Everything you need to know, get angry about, and share is right there in the title. Sure, if you read all the way to the third paragraph like some kind of nerd you'll learn that the incident was only alleged, but who has time for that when you could be raking in sweet, sweet likes? Cracked's David Bell pointed out that "alleged" meant "fake," but it took more than a month for the truth to come out. By that point, angry Internet users had already gone to their local Red Lobster and shit in the tanks. Or so I'm told.
The way we share content discourages long articles that provide crucial context. For example, let's say some unscrupulous fellow who's jealous of my countless Internet comedy groupies starts a rumor that I like to make out with ducks. Maybe he photoshops a picture of me macking on a bufflehead, or maybe he digs up an old joke I made about banging pigeons and presents it out of context. Whatever his strategy, it leads to catchy headlines like "Cracked? More Like Quacked!"
I would naturally want to defend myself from these heinous accusations, but it's hard to explain away insinuations of duck sex in 140 characters.

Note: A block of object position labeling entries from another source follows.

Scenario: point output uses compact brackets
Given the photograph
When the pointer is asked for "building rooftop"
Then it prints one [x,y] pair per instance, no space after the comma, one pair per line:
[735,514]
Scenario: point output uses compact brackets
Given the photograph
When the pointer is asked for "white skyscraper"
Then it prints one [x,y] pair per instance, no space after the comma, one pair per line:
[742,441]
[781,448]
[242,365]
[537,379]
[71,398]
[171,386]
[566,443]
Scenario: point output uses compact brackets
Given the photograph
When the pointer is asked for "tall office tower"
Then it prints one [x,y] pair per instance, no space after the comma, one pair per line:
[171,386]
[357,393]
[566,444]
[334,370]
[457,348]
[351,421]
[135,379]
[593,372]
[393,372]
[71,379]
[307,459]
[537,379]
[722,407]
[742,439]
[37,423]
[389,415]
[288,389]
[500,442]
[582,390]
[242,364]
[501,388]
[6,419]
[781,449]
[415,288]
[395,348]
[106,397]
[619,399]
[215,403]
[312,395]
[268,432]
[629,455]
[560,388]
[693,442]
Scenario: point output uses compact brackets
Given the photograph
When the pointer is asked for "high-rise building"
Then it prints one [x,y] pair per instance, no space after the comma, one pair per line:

So I write up a post on my website where I explain that, because I'm an amateur ornithologist, there are naturally going to be a lot of pictures of me around birds that could be manipulated, and that any jokes I've made about bird boning were directed at a small group of friends who knew about my hobby and would understand that I was joking around, and that it just flat-out isn't true that scrambled eggs give me a boner and I'm not sure where that idea even came from.